The band-and-strings program in Vancouver elementary schools is facing a new challenge. Had it not been for last-minute, one-time funding from the provincial government last year, the program would have been eliminated for the current school year.
With the district facing another budget shortfall, the question is where to find the almost $631,000 needed to keep it going in the school year starting in September.
“As it stands, it was funded with one-time funding for one year. There is no funding in the budget right now to cover the cost of band and strings, and, in fact, we have another $15-million shortfall,” school trustee Patti Bacchus told the Straight by phone.
Bacchus was chair of the Vision Vancouver–majority school board that managed to spare the program from service cuts made to address a projected $12-million budget shortfall in school year 2014–15.
In the last election, Vision lost control of the nine-member board, which is now held by trustees from the Non-Partisan Association with the backing of a lone Green trustee.
The district had engaged Valerie Overgaard, a retired associate superintendent in the Vancouver school system, to see how the band-and-strings program could be maintained in the 52 elementary schools where it is offered.
Following consultations with various stakeholders, Overgaard prepared a report that’s included in the agenda of the education and student services committee meeting on Wednesday (February 11).

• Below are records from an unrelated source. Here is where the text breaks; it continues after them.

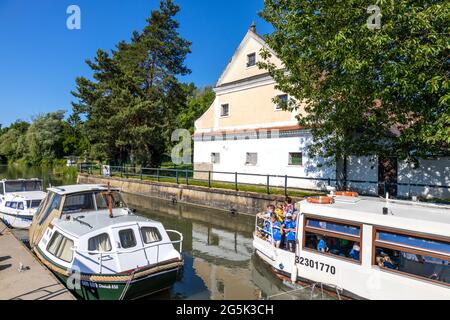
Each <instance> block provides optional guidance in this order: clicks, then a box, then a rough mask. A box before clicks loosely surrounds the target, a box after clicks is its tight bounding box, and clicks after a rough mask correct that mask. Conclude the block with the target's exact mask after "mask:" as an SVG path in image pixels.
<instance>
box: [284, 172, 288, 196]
mask: <svg viewBox="0 0 450 320" xmlns="http://www.w3.org/2000/svg"><path fill="white" fill-rule="evenodd" d="M284 195H285V196H286V197H287V196H288V193H287V175H286V176H284Z"/></svg>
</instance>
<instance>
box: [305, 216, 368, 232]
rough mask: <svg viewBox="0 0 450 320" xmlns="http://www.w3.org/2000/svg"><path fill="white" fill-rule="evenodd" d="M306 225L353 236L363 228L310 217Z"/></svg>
mask: <svg viewBox="0 0 450 320" xmlns="http://www.w3.org/2000/svg"><path fill="white" fill-rule="evenodd" d="M306 226H307V227H310V228H317V229H323V230H328V231H332V232H337V233H345V234H348V235H352V236H359V233H360V230H361V228H360V227H358V226H353V225H348V224H341V223H334V222H328V221H319V220H314V219H308V220H307V224H306Z"/></svg>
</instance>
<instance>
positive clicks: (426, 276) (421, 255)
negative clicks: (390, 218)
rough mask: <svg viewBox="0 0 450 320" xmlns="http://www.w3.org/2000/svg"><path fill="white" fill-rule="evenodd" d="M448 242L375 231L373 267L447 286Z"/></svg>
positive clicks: (431, 239) (449, 246) (387, 231)
mask: <svg viewBox="0 0 450 320" xmlns="http://www.w3.org/2000/svg"><path fill="white" fill-rule="evenodd" d="M449 248H450V241H445V240H442V239H433V238H428V237H422V236H416V235H409V234H405V233H403V232H402V233H396V232H391V231H384V230H376V237H375V252H374V257H373V264H374V265H378V266H379V267H380V268H383V269H384V270H387V271H391V272H398V273H399V274H404V275H411V276H414V277H419V278H422V279H425V280H430V281H434V282H437V283H444V284H447V285H450V254H449V253H450V252H449Z"/></svg>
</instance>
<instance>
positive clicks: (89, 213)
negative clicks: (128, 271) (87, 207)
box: [53, 209, 162, 238]
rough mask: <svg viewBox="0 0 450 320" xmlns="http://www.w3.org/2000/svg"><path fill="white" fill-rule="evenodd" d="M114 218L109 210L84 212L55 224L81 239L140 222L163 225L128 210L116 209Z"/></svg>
mask: <svg viewBox="0 0 450 320" xmlns="http://www.w3.org/2000/svg"><path fill="white" fill-rule="evenodd" d="M113 215H114V218H110V217H109V211H108V210H101V211H95V212H84V213H77V214H72V215H70V220H65V219H58V220H55V221H54V222H53V224H54V226H56V227H57V228H59V229H61V230H62V231H64V232H67V233H68V234H70V235H72V236H73V237H76V238H79V237H81V236H84V235H86V234H89V233H95V232H97V231H99V230H101V229H105V228H110V227H114V228H115V227H119V228H120V227H126V226H131V225H136V224H137V223H140V222H148V223H152V224H154V225H155V226H156V225H158V226H162V225H161V223H159V222H156V221H153V220H150V219H147V218H144V217H141V216H137V215H134V214H129V212H128V210H126V209H114V210H113Z"/></svg>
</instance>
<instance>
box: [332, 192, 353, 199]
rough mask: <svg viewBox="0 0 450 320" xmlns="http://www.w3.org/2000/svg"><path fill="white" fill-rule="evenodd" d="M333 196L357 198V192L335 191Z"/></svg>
mask: <svg viewBox="0 0 450 320" xmlns="http://www.w3.org/2000/svg"><path fill="white" fill-rule="evenodd" d="M334 195H335V196H341V197H354V198H357V197H359V194H358V192H354V191H337V192H335V193H334Z"/></svg>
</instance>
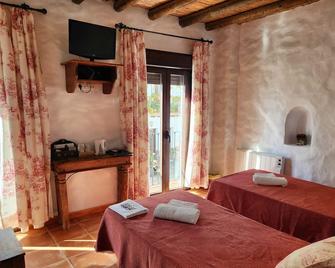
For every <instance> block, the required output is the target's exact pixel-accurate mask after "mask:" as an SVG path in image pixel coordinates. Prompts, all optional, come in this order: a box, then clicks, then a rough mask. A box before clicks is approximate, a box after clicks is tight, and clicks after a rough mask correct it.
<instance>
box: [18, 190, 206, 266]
mask: <svg viewBox="0 0 335 268" xmlns="http://www.w3.org/2000/svg"><path fill="white" fill-rule="evenodd" d="M189 192H191V193H193V194H196V195H199V196H201V197H203V198H205V197H206V195H207V190H203V189H199V190H190V191H189ZM101 216H102V213H101V214H95V215H90V216H87V217H85V218H82V219H76V220H72V221H71V227H70V229H69V230H66V231H64V230H63V229H62V227H61V226H60V225H55V224H54V225H50V226H47V227H45V228H43V229H38V230H30V231H29V232H28V233H26V234H24V233H16V237H17V238H18V240H19V241H20V242H21V244H22V246H23V249H24V250H25V252H26V255H25V261H26V267H27V268H44V267H47V268H56V267H57V268H102V267H111V268H117V267H118V263H117V257H116V255H115V254H114V253H97V252H95V251H94V244H95V241H96V236H97V232H98V228H99V224H100V219H101Z"/></svg>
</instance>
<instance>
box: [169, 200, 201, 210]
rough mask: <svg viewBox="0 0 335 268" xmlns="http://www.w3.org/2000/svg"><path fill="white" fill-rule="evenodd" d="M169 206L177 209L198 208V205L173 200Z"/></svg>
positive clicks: (186, 202)
mask: <svg viewBox="0 0 335 268" xmlns="http://www.w3.org/2000/svg"><path fill="white" fill-rule="evenodd" d="M168 204H169V205H172V206H176V207H187V208H198V204H197V203H193V202H187V201H182V200H177V199H171V200H170V201H169V203H168Z"/></svg>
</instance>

In her report, Overgaard noted that some parents favour a user-pay model. Students currently pay an annual fee of $25 each. According to Overgaard, it was pointed out by a number of parents that a $250 annual fee for each participant could sustain the program.
Overgaard also stated that one option is to offer band instruction to Grade 7 students only. Another is to limit the strings program to grades 5 to 7 students, instead of including Grade 4 students.
Vision school trustee Mike Lombardi described the situation as one of “Sophie’s choice”.
Lombardi told the Straight by phone that because of the chronic underfunding of education, “All we have is a choice of bad choices.”